Jurnal Elektronika dan Telekomunikasi (Aug 2024)

Designing Human-Robot Communication in the Indonesian Language Using the Deep Bidirectional Long Short-Term Memory Algorithm

  • Suci Dwijayanti,
  • Ahmad Reinaldi Akbar,
  • Bhakti Yudho Suprapto

DOI
https://doi.org/10.55981/jet.595
Journal volume & issue
Vol. 24, no. 1
pp. 1 – 11

Abstract

Read online

Humanoid robots closely resemble humans and engage in various human-like activities while responding to queries from their users, facilitating two-way communication between humans and robots. This bidirectional interaction is enabled through the integration of speech-to-text and text-to-speech systems within the robot. However, research on two-way communication systems for humanoid robots utilizing speech-to-text and text-to-speech technologies has predominantly focused on the English language. This study aims to develop a real-time two-way communication system between humans and a robot, with data collected from ten respondents, including eight males and two females.
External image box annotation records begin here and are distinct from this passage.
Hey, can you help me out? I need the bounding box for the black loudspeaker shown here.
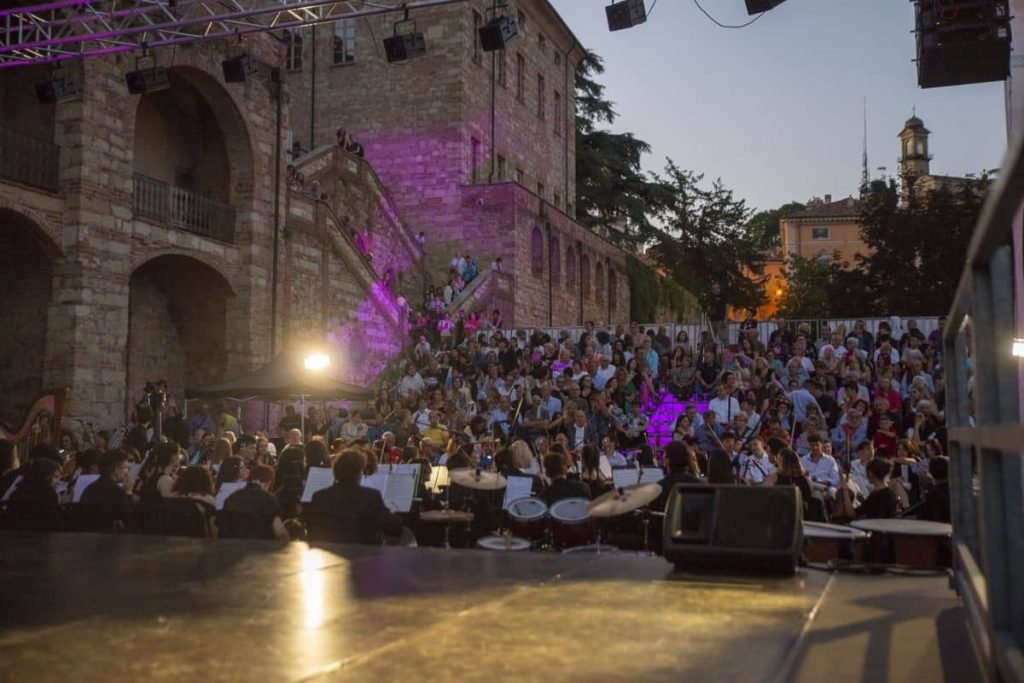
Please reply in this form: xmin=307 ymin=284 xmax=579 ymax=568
xmin=125 ymin=67 xmax=171 ymax=95
xmin=746 ymin=0 xmax=785 ymax=14
xmin=664 ymin=484 xmax=804 ymax=574
xmin=479 ymin=16 xmax=519 ymax=52
xmin=604 ymin=0 xmax=647 ymax=31
xmin=384 ymin=33 xmax=427 ymax=61
xmin=220 ymin=54 xmax=259 ymax=83
xmin=914 ymin=0 xmax=1011 ymax=88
The sentences used adhere to the standard rules of the Indonesian language. The speech-to-text system employs a deep bidirectional long short-term memory algorithm, coupled with feature extraction via the Mel frequency cepstral coefficients, to convert spoken language into text. Conversely, the text-to-speech system utilizes the Python pyttsx3 module to translate text into spoken responses delivered by the robot. The results indicate that the speech-to-text model achieves a high level of accuracy under quiet-room conditions, with noise levels ranging from 57.5 to 60 dB, boasting an average word error rate (WER) of 24.99% and 25.31% for speakers within and outside the dataset, respectively. In settings with engine noise and crowds, where noise levels range from 62.4 to 86 dB, the measured WER is 36.36% and 36.96% for speakers within and outside the dataset, respectively. This study demonstrates the feasibility of implementing a two-way communication system between humans and a robot, enabling the robot to respond to various vocal inputs effectively.